BioGeoBEARS_run_object$BioGeoBEARS_model_object@params_table["d","init"] = 0.0
BioGeoBEARS_run_object$BioGeoBEARS_model_object@params_table["d","est"] = 0.0

BioGeoBEARS_run_object$BioGeoBEARS_model_object@params_table["e","type"] = "fixed"
BioGeoBEARS_run_object$BioGeoBEARS_model_object@params_table["e","init"] = 0.0
BioGeoBEARS_run_object$BioGeoBEARS_model_object@params_table["e","est"] = 0.0

BioGeoBEARS_run_object$BioGeoBEARS_model_object@params_table["a","type"] = "free"
BioGeoBEARS_run_object$BioGeoBEARS_model_object@params_table["a","init"] = 0.03
BioGeoBEARS_run_object$BioGeoBEARS_model_object@params_table["a","est"] = 0.03

The model is thus really "BAYAREALIKE+a-d-e", i.e. "the BAYAREALIKE model, plus a, minus d, minus e". Alternatively we could call it the "instantaneous area switching model", the "anagenetic island model", a Markov-k (Mk model), the BEAST discrete phylogeography model with equal rates, the Jukes-Cantor DNA model, or an unordered character model — these are all equivalent. This is, by the way, the model that is being assumed when biogeography is treated as a standard unordered character. If the rates of different range-switches were different free parameters, this would essentially be a DNA GTR model, as in Sanmartin's island-switching paper.
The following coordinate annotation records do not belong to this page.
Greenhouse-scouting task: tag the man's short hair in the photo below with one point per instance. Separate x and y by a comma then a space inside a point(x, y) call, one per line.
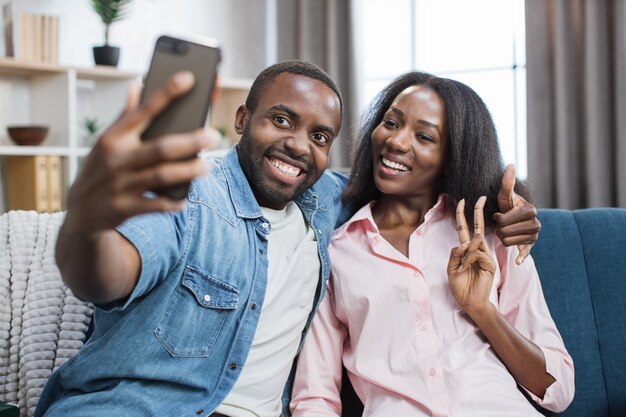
point(268, 75)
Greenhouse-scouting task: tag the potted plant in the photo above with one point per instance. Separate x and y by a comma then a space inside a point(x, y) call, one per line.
point(109, 11)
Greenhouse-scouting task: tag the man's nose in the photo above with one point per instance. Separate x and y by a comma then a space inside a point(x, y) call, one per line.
point(298, 144)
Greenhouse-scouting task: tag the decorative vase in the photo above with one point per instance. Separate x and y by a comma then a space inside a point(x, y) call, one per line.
point(106, 55)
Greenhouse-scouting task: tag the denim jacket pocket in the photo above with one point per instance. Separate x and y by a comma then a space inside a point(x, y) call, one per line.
point(195, 314)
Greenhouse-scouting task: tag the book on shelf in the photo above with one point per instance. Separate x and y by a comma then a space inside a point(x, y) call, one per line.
point(29, 36)
point(34, 183)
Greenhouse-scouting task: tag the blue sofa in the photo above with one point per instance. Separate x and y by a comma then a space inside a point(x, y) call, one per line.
point(581, 259)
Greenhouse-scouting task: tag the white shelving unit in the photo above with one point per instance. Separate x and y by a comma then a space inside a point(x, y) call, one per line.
point(61, 97)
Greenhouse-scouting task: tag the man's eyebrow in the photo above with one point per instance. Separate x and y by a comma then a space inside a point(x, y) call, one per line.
point(286, 109)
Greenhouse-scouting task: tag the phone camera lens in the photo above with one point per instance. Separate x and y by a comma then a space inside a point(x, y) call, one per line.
point(181, 47)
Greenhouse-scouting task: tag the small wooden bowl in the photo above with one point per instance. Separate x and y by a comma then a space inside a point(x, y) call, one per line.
point(28, 135)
Comparison of non-stratified BGB state probabilities and non-stratified BGB BSMs

(link to this section)

M0_unconstr_BAYAREALIKE%2Ba_checkBSM_v1_MLunconstr_marginals_allNodes.png
Figure Caption: Comparison of BioGeoBEARS analytic ancestral state/range probability estimates (x-axis), and the probabilities by taking the mean of 200 stochastic maps (y-axis). BioGeoBEARS implementation of the BAYAREALIKE+a-d-e model on the Psychotria dataset, non-stratified. Vertical lines are the 95% confidence intervals under the multinomial distribution (calculated with the multinomialCI function of the MultinomialCI package).

Comparison of phytools state probabilities and non-stratified BGB BSMs

(link to this section)

We can also compare the average of many stochastic maps to the analytic ancestral state probability estimates as estimated by the phytools function rerootingMethod.

M0_unconstr_BAYAREALIKE%2Ba_checkBSMunconstr_v1_phytools_rerootingMethod_allNodes.png

Figure Caption: Comparison of phytools rerootingMethod analytic ancestral state/range probability estimates (x-axis), and the probabilities by taking the mean of 200 stochastic maps (y-axis). BioGeoBEARS implementation of the BAYAREALIKE+a-d-e model on the Psychotria dataset, non-stratified. Vertical lines are the 95% confidence intervals under the multinomial distribution (calculated with the multinomialCI function of the MultinomialCI package).

This graphic is the same as the previous one, because the same set of stochastic maps is being used for the y-axis, and it turns out that the phytools rerootingMethod ancestral state probabilities are nearly identical to the BioGeoBEARS ancestral state probabilities.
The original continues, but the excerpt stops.